The new ethos: Mystery is inbuilt into it. So is distance between what you want and what will happen. I have used the EVM just once, and I came back from the booth feeling unsure whether I had performed my civic duty properly. The long row of buttons on the body of the machine looked menacing. It demanded both clarity of vision and precision in the finger. I had neither, yet I acted and pressed the button representing my preference. There was no VVPAT at that time. A longish beep filled the room, indicating that my vote had been cast. I came away wondering whether I had pressed the right button and whether the button I had pressed had recorded my preference honestly. Ever since that day, I have read numerous articles and news items covering the debate over EVMs. Many articles discussed the rejection of EVMs in other democracies. They are technologically more advanced than India, then why did they reject EVMs? That train of thought would lead to doubt over my commitment to the nation and its progress. It is no longer a case of choice of machine or material for nation-building. The new nationalist ethos has no room for debate over anything, let alone the path of progress for the nation. One must pass an ideological fitness test before seeking the right to be given attention.

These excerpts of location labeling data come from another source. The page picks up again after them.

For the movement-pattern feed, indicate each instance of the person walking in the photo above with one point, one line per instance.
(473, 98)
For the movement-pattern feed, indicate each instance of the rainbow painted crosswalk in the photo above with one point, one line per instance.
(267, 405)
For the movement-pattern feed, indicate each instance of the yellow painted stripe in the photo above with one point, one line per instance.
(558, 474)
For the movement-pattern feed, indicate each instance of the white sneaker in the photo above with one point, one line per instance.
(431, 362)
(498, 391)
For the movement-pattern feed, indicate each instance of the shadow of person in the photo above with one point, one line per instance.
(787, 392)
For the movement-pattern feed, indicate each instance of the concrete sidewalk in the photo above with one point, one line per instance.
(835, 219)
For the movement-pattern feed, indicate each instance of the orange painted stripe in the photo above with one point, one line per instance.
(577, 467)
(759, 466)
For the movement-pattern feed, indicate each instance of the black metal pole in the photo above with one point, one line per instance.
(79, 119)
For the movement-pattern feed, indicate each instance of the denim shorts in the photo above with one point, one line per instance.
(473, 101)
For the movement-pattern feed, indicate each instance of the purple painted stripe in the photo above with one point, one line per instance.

In the context of technology, the digital kind has swept other choices aside. The philosopher of technology, the late Ursula Franklin, defined technology as ‘the way we do things here’. In our case, we have settled our mind over a narrower definition that accepts only digital machines as acceptable technology. The qualities they possess are accredited as the highest. Entertaining any doubt about their integrity is a waste of time. That, indeed, it is, considering that the decision has been taken, in every case.
Now the ECI has said that if the proportion of EVMs whose vote count will be verified with the help of a VVPAT is increased substantially, the declaration of results will be delayed by up to six days. This should be quite acceptable. An election season that covers the whole of early summer can surely be allowed to take an extra week. The benefit of such an extension clearly outweighs the strain on public patience it might cause. The collective mind is in any case deeply stressed by the ethos that political life has created. To characterise it as the bustle of a healthy, relaxed democracy would stretch our caution against cynicism too far.